Adding site search to Netlify sites using Elasticsearch
Static site generators (SSGs) such as 11ty allow us to build super-fast websites with great developer experience. Hosting platforms like Netlify allow us to rapidly iterate and release directly from GitHub.
SSGs are perfect for (mostly) static sites such as blogs (like this one!), corporate sites, documentation sites etc. Search, however, is not static. You can build static-ish site search using solutions such as Pagefind but these solutions have limitations in hosting environments and flexibility.
SaaS search solutions like Algolia have their place too, but the official Algolia x Netlify integration simply triggers a web crawl of a site rather than indexing content directly. Again, this limits flexibility and results in a delay between build and updating the search index.

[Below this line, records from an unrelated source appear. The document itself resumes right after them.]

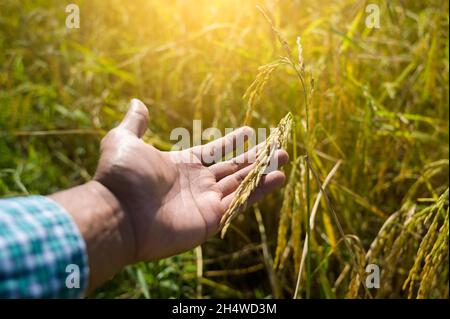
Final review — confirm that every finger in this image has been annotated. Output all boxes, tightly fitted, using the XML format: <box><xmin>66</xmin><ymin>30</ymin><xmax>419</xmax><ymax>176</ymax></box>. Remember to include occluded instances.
<box><xmin>192</xmin><ymin>126</ymin><xmax>255</xmax><ymax>164</ymax></box>
<box><xmin>119</xmin><ymin>99</ymin><xmax>149</xmax><ymax>138</ymax></box>
<box><xmin>222</xmin><ymin>171</ymin><xmax>286</xmax><ymax>210</ymax></box>
<box><xmin>217</xmin><ymin>150</ymin><xmax>289</xmax><ymax>197</ymax></box>
<box><xmin>209</xmin><ymin>142</ymin><xmax>265</xmax><ymax>181</ymax></box>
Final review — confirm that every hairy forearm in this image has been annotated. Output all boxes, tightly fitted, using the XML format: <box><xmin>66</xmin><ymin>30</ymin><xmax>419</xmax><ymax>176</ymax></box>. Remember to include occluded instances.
<box><xmin>49</xmin><ymin>181</ymin><xmax>135</xmax><ymax>291</ymax></box>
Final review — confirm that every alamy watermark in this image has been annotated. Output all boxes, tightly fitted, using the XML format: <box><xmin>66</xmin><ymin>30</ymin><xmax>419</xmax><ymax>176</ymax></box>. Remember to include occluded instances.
<box><xmin>66</xmin><ymin>3</ymin><xmax>80</xmax><ymax>29</ymax></box>
<box><xmin>66</xmin><ymin>264</ymin><xmax>80</xmax><ymax>289</ymax></box>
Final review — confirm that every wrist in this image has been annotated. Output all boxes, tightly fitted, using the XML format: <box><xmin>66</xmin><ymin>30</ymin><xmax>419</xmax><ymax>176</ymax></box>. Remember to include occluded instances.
<box><xmin>50</xmin><ymin>181</ymin><xmax>136</xmax><ymax>290</ymax></box>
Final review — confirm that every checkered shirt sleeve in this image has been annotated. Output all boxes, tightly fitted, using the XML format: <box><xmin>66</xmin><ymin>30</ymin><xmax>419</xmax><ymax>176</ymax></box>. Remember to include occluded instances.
<box><xmin>0</xmin><ymin>196</ymin><xmax>88</xmax><ymax>298</ymax></box>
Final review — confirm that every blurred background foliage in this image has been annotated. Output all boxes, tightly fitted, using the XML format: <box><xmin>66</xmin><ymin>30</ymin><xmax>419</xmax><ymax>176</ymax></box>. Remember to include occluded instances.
<box><xmin>0</xmin><ymin>0</ymin><xmax>449</xmax><ymax>298</ymax></box>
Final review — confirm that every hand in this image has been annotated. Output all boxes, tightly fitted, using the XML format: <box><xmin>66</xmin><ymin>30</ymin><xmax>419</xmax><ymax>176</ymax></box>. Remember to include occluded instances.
<box><xmin>49</xmin><ymin>100</ymin><xmax>288</xmax><ymax>290</ymax></box>
<box><xmin>94</xmin><ymin>100</ymin><xmax>288</xmax><ymax>261</ymax></box>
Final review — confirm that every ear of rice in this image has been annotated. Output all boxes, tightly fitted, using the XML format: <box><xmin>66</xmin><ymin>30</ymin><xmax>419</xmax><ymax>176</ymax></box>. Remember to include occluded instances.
<box><xmin>220</xmin><ymin>113</ymin><xmax>293</xmax><ymax>238</ymax></box>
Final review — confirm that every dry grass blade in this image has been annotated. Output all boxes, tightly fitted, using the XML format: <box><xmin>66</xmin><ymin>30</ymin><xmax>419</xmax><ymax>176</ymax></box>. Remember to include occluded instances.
<box><xmin>220</xmin><ymin>113</ymin><xmax>293</xmax><ymax>238</ymax></box>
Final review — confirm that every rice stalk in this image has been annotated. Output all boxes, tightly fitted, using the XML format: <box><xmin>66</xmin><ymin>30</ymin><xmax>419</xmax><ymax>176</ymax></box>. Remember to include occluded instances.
<box><xmin>294</xmin><ymin>161</ymin><xmax>342</xmax><ymax>299</ymax></box>
<box><xmin>243</xmin><ymin>61</ymin><xmax>281</xmax><ymax>125</ymax></box>
<box><xmin>219</xmin><ymin>113</ymin><xmax>293</xmax><ymax>238</ymax></box>
<box><xmin>273</xmin><ymin>160</ymin><xmax>299</xmax><ymax>269</ymax></box>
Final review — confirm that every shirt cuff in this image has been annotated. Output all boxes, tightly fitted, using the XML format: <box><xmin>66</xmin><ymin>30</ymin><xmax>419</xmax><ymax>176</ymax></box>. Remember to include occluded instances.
<box><xmin>0</xmin><ymin>196</ymin><xmax>89</xmax><ymax>298</ymax></box>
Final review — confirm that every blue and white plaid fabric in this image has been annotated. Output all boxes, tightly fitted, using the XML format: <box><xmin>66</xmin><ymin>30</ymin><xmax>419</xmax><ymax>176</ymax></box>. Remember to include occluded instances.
<box><xmin>0</xmin><ymin>196</ymin><xmax>88</xmax><ymax>298</ymax></box>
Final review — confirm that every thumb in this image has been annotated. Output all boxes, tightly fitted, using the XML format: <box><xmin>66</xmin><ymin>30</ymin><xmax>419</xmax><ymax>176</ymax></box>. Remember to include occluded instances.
<box><xmin>119</xmin><ymin>99</ymin><xmax>149</xmax><ymax>138</ymax></box>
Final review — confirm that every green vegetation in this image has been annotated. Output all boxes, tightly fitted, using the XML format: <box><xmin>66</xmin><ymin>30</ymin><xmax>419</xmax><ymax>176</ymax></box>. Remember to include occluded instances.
<box><xmin>0</xmin><ymin>0</ymin><xmax>449</xmax><ymax>298</ymax></box>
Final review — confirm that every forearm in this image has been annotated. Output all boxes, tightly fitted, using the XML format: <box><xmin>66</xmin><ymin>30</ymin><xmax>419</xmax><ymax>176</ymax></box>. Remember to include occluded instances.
<box><xmin>49</xmin><ymin>181</ymin><xmax>135</xmax><ymax>291</ymax></box>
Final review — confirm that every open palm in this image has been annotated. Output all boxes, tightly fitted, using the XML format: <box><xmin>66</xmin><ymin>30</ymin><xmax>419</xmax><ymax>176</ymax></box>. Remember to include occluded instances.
<box><xmin>95</xmin><ymin>100</ymin><xmax>288</xmax><ymax>260</ymax></box>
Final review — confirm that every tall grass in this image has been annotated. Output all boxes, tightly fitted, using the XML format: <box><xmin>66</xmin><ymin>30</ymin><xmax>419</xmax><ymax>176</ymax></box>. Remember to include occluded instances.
<box><xmin>0</xmin><ymin>0</ymin><xmax>449</xmax><ymax>298</ymax></box>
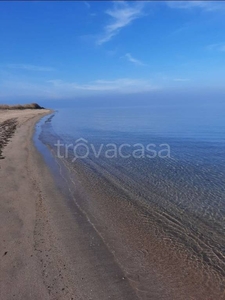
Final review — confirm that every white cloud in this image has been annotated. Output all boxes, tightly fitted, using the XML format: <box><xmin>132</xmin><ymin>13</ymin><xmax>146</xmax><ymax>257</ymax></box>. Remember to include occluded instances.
<box><xmin>166</xmin><ymin>0</ymin><xmax>225</xmax><ymax>11</ymax></box>
<box><xmin>97</xmin><ymin>1</ymin><xmax>144</xmax><ymax>45</ymax></box>
<box><xmin>206</xmin><ymin>43</ymin><xmax>225</xmax><ymax>52</ymax></box>
<box><xmin>83</xmin><ymin>1</ymin><xmax>91</xmax><ymax>9</ymax></box>
<box><xmin>7</xmin><ymin>64</ymin><xmax>55</xmax><ymax>72</ymax></box>
<box><xmin>173</xmin><ymin>78</ymin><xmax>190</xmax><ymax>82</ymax></box>
<box><xmin>125</xmin><ymin>53</ymin><xmax>145</xmax><ymax>66</ymax></box>
<box><xmin>48</xmin><ymin>78</ymin><xmax>157</xmax><ymax>93</ymax></box>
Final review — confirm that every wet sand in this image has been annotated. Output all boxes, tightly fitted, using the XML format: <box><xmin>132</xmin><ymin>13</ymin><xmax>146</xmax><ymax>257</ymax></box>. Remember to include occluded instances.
<box><xmin>0</xmin><ymin>111</ymin><xmax>137</xmax><ymax>300</ymax></box>
<box><xmin>0</xmin><ymin>111</ymin><xmax>225</xmax><ymax>300</ymax></box>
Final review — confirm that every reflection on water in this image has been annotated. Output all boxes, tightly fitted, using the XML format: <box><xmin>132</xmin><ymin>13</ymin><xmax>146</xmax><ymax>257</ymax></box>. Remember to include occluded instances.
<box><xmin>37</xmin><ymin>102</ymin><xmax>225</xmax><ymax>299</ymax></box>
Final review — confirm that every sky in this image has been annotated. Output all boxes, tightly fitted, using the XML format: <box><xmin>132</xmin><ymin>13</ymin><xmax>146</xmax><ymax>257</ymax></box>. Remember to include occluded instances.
<box><xmin>0</xmin><ymin>1</ymin><xmax>225</xmax><ymax>103</ymax></box>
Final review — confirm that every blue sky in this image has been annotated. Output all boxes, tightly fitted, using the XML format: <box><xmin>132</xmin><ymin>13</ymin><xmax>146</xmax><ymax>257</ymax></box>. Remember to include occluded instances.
<box><xmin>0</xmin><ymin>1</ymin><xmax>225</xmax><ymax>102</ymax></box>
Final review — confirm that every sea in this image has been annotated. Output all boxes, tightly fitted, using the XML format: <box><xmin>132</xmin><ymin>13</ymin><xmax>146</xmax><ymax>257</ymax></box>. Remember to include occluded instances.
<box><xmin>34</xmin><ymin>95</ymin><xmax>225</xmax><ymax>299</ymax></box>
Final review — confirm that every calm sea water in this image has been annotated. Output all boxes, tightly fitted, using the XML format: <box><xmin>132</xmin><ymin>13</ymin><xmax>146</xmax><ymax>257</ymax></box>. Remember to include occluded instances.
<box><xmin>37</xmin><ymin>99</ymin><xmax>225</xmax><ymax>288</ymax></box>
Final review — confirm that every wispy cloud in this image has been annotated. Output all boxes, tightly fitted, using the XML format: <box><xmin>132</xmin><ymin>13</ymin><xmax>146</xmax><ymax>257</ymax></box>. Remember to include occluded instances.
<box><xmin>173</xmin><ymin>78</ymin><xmax>190</xmax><ymax>82</ymax></box>
<box><xmin>83</xmin><ymin>1</ymin><xmax>91</xmax><ymax>9</ymax></box>
<box><xmin>97</xmin><ymin>1</ymin><xmax>144</xmax><ymax>45</ymax></box>
<box><xmin>206</xmin><ymin>43</ymin><xmax>225</xmax><ymax>52</ymax></box>
<box><xmin>166</xmin><ymin>0</ymin><xmax>225</xmax><ymax>11</ymax></box>
<box><xmin>48</xmin><ymin>78</ymin><xmax>157</xmax><ymax>93</ymax></box>
<box><xmin>125</xmin><ymin>53</ymin><xmax>145</xmax><ymax>66</ymax></box>
<box><xmin>7</xmin><ymin>64</ymin><xmax>55</xmax><ymax>72</ymax></box>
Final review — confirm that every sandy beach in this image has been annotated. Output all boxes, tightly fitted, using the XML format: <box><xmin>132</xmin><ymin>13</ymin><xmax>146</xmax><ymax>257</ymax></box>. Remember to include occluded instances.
<box><xmin>0</xmin><ymin>110</ymin><xmax>139</xmax><ymax>300</ymax></box>
<box><xmin>0</xmin><ymin>110</ymin><xmax>224</xmax><ymax>300</ymax></box>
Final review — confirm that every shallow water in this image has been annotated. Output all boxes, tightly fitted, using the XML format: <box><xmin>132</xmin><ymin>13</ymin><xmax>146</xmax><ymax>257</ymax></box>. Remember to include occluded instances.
<box><xmin>35</xmin><ymin>105</ymin><xmax>225</xmax><ymax>299</ymax></box>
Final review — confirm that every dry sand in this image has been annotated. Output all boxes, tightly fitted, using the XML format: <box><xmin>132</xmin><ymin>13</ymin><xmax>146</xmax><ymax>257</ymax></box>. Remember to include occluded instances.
<box><xmin>0</xmin><ymin>110</ymin><xmax>225</xmax><ymax>300</ymax></box>
<box><xmin>0</xmin><ymin>110</ymin><xmax>137</xmax><ymax>300</ymax></box>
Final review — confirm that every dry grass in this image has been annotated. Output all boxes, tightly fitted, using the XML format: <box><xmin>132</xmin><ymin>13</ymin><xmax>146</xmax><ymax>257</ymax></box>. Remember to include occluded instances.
<box><xmin>0</xmin><ymin>103</ymin><xmax>44</xmax><ymax>110</ymax></box>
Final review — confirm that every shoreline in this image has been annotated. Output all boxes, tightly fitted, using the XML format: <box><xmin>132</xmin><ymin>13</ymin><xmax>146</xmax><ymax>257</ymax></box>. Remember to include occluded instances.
<box><xmin>0</xmin><ymin>111</ymin><xmax>224</xmax><ymax>300</ymax></box>
<box><xmin>0</xmin><ymin>112</ymin><xmax>138</xmax><ymax>300</ymax></box>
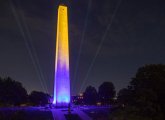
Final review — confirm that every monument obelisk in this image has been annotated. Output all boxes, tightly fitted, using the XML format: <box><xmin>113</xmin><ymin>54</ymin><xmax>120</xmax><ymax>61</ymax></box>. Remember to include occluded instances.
<box><xmin>53</xmin><ymin>5</ymin><xmax>70</xmax><ymax>107</ymax></box>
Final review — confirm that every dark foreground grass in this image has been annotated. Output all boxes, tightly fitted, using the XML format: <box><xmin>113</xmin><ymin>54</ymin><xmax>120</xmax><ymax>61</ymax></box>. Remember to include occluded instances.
<box><xmin>83</xmin><ymin>108</ymin><xmax>111</xmax><ymax>120</ymax></box>
<box><xmin>0</xmin><ymin>109</ymin><xmax>53</xmax><ymax>120</ymax></box>
<box><xmin>65</xmin><ymin>114</ymin><xmax>81</xmax><ymax>120</ymax></box>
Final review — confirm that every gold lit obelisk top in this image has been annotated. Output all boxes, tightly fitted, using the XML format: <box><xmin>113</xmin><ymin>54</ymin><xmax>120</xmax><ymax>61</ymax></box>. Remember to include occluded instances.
<box><xmin>53</xmin><ymin>5</ymin><xmax>70</xmax><ymax>106</ymax></box>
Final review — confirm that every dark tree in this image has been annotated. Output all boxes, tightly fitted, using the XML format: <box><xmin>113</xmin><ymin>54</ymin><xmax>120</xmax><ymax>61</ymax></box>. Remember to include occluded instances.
<box><xmin>29</xmin><ymin>91</ymin><xmax>50</xmax><ymax>106</ymax></box>
<box><xmin>113</xmin><ymin>64</ymin><xmax>165</xmax><ymax>120</ymax></box>
<box><xmin>84</xmin><ymin>86</ymin><xmax>97</xmax><ymax>105</ymax></box>
<box><xmin>98</xmin><ymin>82</ymin><xmax>116</xmax><ymax>104</ymax></box>
<box><xmin>0</xmin><ymin>77</ymin><xmax>27</xmax><ymax>105</ymax></box>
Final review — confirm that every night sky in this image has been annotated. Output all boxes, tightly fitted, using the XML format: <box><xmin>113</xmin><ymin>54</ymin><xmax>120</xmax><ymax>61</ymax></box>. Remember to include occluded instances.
<box><xmin>0</xmin><ymin>0</ymin><xmax>165</xmax><ymax>95</ymax></box>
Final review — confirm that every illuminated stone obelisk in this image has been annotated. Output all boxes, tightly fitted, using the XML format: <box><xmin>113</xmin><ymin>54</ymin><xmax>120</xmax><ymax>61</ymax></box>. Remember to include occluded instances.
<box><xmin>53</xmin><ymin>5</ymin><xmax>70</xmax><ymax>107</ymax></box>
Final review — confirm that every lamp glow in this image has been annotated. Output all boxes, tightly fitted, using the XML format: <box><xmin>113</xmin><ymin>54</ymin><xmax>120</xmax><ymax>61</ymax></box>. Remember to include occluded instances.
<box><xmin>53</xmin><ymin>5</ymin><xmax>70</xmax><ymax>106</ymax></box>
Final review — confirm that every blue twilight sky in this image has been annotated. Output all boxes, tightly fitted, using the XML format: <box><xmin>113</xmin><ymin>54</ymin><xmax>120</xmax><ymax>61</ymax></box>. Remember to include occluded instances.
<box><xmin>0</xmin><ymin>0</ymin><xmax>165</xmax><ymax>95</ymax></box>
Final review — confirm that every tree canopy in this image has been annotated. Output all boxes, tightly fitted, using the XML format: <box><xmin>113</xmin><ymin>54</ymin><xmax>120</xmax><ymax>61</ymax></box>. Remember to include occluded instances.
<box><xmin>98</xmin><ymin>82</ymin><xmax>116</xmax><ymax>104</ymax></box>
<box><xmin>114</xmin><ymin>64</ymin><xmax>165</xmax><ymax>120</ymax></box>
<box><xmin>0</xmin><ymin>77</ymin><xmax>27</xmax><ymax>105</ymax></box>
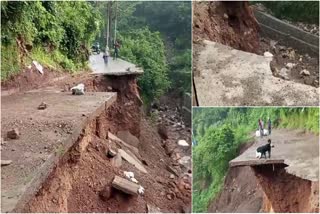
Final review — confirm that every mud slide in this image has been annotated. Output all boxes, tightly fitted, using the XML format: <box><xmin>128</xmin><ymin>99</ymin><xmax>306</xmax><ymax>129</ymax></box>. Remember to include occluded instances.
<box><xmin>253</xmin><ymin>164</ymin><xmax>319</xmax><ymax>213</ymax></box>
<box><xmin>193</xmin><ymin>1</ymin><xmax>319</xmax><ymax>106</ymax></box>
<box><xmin>208</xmin><ymin>129</ymin><xmax>319</xmax><ymax>212</ymax></box>
<box><xmin>2</xmin><ymin>72</ymin><xmax>192</xmax><ymax>212</ymax></box>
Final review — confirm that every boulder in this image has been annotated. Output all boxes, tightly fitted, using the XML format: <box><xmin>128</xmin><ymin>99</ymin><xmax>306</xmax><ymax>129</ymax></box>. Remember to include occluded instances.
<box><xmin>117</xmin><ymin>130</ymin><xmax>140</xmax><ymax>148</ymax></box>
<box><xmin>7</xmin><ymin>128</ymin><xmax>20</xmax><ymax>139</ymax></box>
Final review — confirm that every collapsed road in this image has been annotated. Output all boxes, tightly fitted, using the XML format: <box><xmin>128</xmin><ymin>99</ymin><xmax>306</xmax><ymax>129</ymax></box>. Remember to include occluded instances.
<box><xmin>1</xmin><ymin>56</ymin><xmax>192</xmax><ymax>212</ymax></box>
<box><xmin>229</xmin><ymin>129</ymin><xmax>319</xmax><ymax>212</ymax></box>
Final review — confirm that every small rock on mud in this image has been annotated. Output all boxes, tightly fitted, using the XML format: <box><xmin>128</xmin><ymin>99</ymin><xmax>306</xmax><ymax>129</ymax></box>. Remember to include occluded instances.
<box><xmin>300</xmin><ymin>69</ymin><xmax>310</xmax><ymax>76</ymax></box>
<box><xmin>7</xmin><ymin>128</ymin><xmax>20</xmax><ymax>139</ymax></box>
<box><xmin>1</xmin><ymin>160</ymin><xmax>12</xmax><ymax>166</ymax></box>
<box><xmin>99</xmin><ymin>186</ymin><xmax>111</xmax><ymax>201</ymax></box>
<box><xmin>38</xmin><ymin>102</ymin><xmax>48</xmax><ymax>110</ymax></box>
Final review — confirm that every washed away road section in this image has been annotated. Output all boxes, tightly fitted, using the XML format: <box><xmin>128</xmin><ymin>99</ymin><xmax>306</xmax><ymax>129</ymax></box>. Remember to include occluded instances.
<box><xmin>193</xmin><ymin>40</ymin><xmax>319</xmax><ymax>106</ymax></box>
<box><xmin>1</xmin><ymin>89</ymin><xmax>116</xmax><ymax>212</ymax></box>
<box><xmin>229</xmin><ymin>129</ymin><xmax>319</xmax><ymax>212</ymax></box>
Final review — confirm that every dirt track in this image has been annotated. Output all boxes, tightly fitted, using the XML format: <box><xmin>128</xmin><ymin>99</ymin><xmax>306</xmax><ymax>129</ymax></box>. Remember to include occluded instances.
<box><xmin>2</xmin><ymin>64</ymin><xmax>192</xmax><ymax>212</ymax></box>
<box><xmin>209</xmin><ymin>130</ymin><xmax>319</xmax><ymax>212</ymax></box>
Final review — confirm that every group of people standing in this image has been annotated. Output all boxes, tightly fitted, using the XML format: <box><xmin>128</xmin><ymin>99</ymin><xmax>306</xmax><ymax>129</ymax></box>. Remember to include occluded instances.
<box><xmin>258</xmin><ymin>118</ymin><xmax>271</xmax><ymax>137</ymax></box>
<box><xmin>103</xmin><ymin>41</ymin><xmax>120</xmax><ymax>64</ymax></box>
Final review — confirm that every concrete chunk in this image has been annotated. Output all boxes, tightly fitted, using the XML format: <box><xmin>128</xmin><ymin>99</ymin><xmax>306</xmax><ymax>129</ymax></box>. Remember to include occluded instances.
<box><xmin>1</xmin><ymin>160</ymin><xmax>12</xmax><ymax>166</ymax></box>
<box><xmin>112</xmin><ymin>176</ymin><xmax>139</xmax><ymax>195</ymax></box>
<box><xmin>117</xmin><ymin>130</ymin><xmax>140</xmax><ymax>147</ymax></box>
<box><xmin>108</xmin><ymin>132</ymin><xmax>139</xmax><ymax>153</ymax></box>
<box><xmin>118</xmin><ymin>149</ymin><xmax>148</xmax><ymax>173</ymax></box>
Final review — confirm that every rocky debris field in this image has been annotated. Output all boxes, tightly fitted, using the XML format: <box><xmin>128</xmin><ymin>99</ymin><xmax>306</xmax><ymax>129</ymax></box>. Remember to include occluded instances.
<box><xmin>252</xmin><ymin>3</ymin><xmax>319</xmax><ymax>36</ymax></box>
<box><xmin>259</xmin><ymin>38</ymin><xmax>319</xmax><ymax>88</ymax></box>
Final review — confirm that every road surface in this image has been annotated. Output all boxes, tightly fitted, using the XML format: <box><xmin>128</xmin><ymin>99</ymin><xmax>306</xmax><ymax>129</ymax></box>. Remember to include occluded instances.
<box><xmin>89</xmin><ymin>53</ymin><xmax>143</xmax><ymax>76</ymax></box>
<box><xmin>229</xmin><ymin>129</ymin><xmax>319</xmax><ymax>181</ymax></box>
<box><xmin>1</xmin><ymin>89</ymin><xmax>116</xmax><ymax>212</ymax></box>
<box><xmin>193</xmin><ymin>40</ymin><xmax>319</xmax><ymax>106</ymax></box>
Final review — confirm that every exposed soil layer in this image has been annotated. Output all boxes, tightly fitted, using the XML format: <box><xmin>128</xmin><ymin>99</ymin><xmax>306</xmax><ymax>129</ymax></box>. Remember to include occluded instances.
<box><xmin>1</xmin><ymin>67</ymin><xmax>71</xmax><ymax>95</ymax></box>
<box><xmin>259</xmin><ymin>38</ymin><xmax>319</xmax><ymax>87</ymax></box>
<box><xmin>193</xmin><ymin>1</ymin><xmax>259</xmax><ymax>53</ymax></box>
<box><xmin>11</xmin><ymin>72</ymin><xmax>192</xmax><ymax>212</ymax></box>
<box><xmin>208</xmin><ymin>167</ymin><xmax>263</xmax><ymax>213</ymax></box>
<box><xmin>208</xmin><ymin>143</ymin><xmax>265</xmax><ymax>213</ymax></box>
<box><xmin>253</xmin><ymin>164</ymin><xmax>319</xmax><ymax>213</ymax></box>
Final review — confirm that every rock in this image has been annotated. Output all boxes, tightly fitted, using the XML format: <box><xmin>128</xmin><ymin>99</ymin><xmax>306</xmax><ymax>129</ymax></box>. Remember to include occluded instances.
<box><xmin>288</xmin><ymin>49</ymin><xmax>296</xmax><ymax>60</ymax></box>
<box><xmin>118</xmin><ymin>149</ymin><xmax>147</xmax><ymax>173</ymax></box>
<box><xmin>178</xmin><ymin>140</ymin><xmax>189</xmax><ymax>147</ymax></box>
<box><xmin>147</xmin><ymin>203</ymin><xmax>160</xmax><ymax>213</ymax></box>
<box><xmin>156</xmin><ymin>176</ymin><xmax>167</xmax><ymax>184</ymax></box>
<box><xmin>158</xmin><ymin>124</ymin><xmax>168</xmax><ymax>140</ymax></box>
<box><xmin>300</xmin><ymin>69</ymin><xmax>310</xmax><ymax>76</ymax></box>
<box><xmin>112</xmin><ymin>175</ymin><xmax>141</xmax><ymax>195</ymax></box>
<box><xmin>286</xmin><ymin>62</ymin><xmax>296</xmax><ymax>69</ymax></box>
<box><xmin>107</xmin><ymin>147</ymin><xmax>118</xmax><ymax>157</ymax></box>
<box><xmin>32</xmin><ymin>61</ymin><xmax>43</xmax><ymax>74</ymax></box>
<box><xmin>71</xmin><ymin>83</ymin><xmax>84</xmax><ymax>95</ymax></box>
<box><xmin>181</xmin><ymin>206</ymin><xmax>191</xmax><ymax>213</ymax></box>
<box><xmin>1</xmin><ymin>160</ymin><xmax>12</xmax><ymax>166</ymax></box>
<box><xmin>111</xmin><ymin>153</ymin><xmax>122</xmax><ymax>167</ymax></box>
<box><xmin>166</xmin><ymin>165</ymin><xmax>179</xmax><ymax>177</ymax></box>
<box><xmin>178</xmin><ymin>156</ymin><xmax>191</xmax><ymax>167</ymax></box>
<box><xmin>223</xmin><ymin>13</ymin><xmax>229</xmax><ymax>19</ymax></box>
<box><xmin>167</xmin><ymin>191</ymin><xmax>176</xmax><ymax>200</ymax></box>
<box><xmin>279</xmin><ymin>68</ymin><xmax>289</xmax><ymax>80</ymax></box>
<box><xmin>117</xmin><ymin>130</ymin><xmax>140</xmax><ymax>148</ymax></box>
<box><xmin>263</xmin><ymin>51</ymin><xmax>273</xmax><ymax>58</ymax></box>
<box><xmin>38</xmin><ymin>102</ymin><xmax>48</xmax><ymax>110</ymax></box>
<box><xmin>304</xmin><ymin>77</ymin><xmax>313</xmax><ymax>85</ymax></box>
<box><xmin>184</xmin><ymin>184</ymin><xmax>191</xmax><ymax>190</ymax></box>
<box><xmin>99</xmin><ymin>186</ymin><xmax>111</xmax><ymax>201</ymax></box>
<box><xmin>7</xmin><ymin>128</ymin><xmax>20</xmax><ymax>139</ymax></box>
<box><xmin>138</xmin><ymin>185</ymin><xmax>144</xmax><ymax>195</ymax></box>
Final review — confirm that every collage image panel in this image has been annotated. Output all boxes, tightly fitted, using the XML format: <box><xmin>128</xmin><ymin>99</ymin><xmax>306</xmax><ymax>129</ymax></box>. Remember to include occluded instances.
<box><xmin>0</xmin><ymin>0</ymin><xmax>192</xmax><ymax>213</ymax></box>
<box><xmin>192</xmin><ymin>1</ymin><xmax>319</xmax><ymax>106</ymax></box>
<box><xmin>192</xmin><ymin>107</ymin><xmax>319</xmax><ymax>213</ymax></box>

As a fan of elasticsearch I thought I would have a go at implementing search on this site using pure 11ty, Netlify and Elastic capabilities:
- Create a search index at build time with 11ty
- Update a remote elasticsearch index after build
- Use an Elastic search application to create a simple search experience
- Use Elastic Behavioral Analytics to capture search & click data
Sounds simple enough! Let's walk through the steps:
Create a search index at build time
There are a number of ways to do this, but I took the route that seemed the most simple to me - using nunjucks. I added a new nunjucks filter and a page template to render blog posts as ndjson
, which will be important later:
/* --- eleventy.js --- */
eleventyConfig.addNunjucksFilter("ndjson", (page)=> {
let d = new Date();
return JSON.stringify({
'url': 'https://simonhearne.com'+page.url,
'tags': page.data.tags,
'published': page.date,
'title': page.data.title,
'excerpt': page.data.excerpt,
'image': page.data.image,
'indexed': d.toISOString()
});
});
{# --- esindex.ndjson.njk --- #}
---
permalink: /esindex.ndjson
eleventyExcludeFromCollections: true
---
{%- for post in collections.posts %}
{ "index": {"_id": "{{post.url}}"}}
{{ post | ndjson | safe }}
{%- endfor %}
This creates a new file at build time, esindex.ndjson
, at the root of the published site directory.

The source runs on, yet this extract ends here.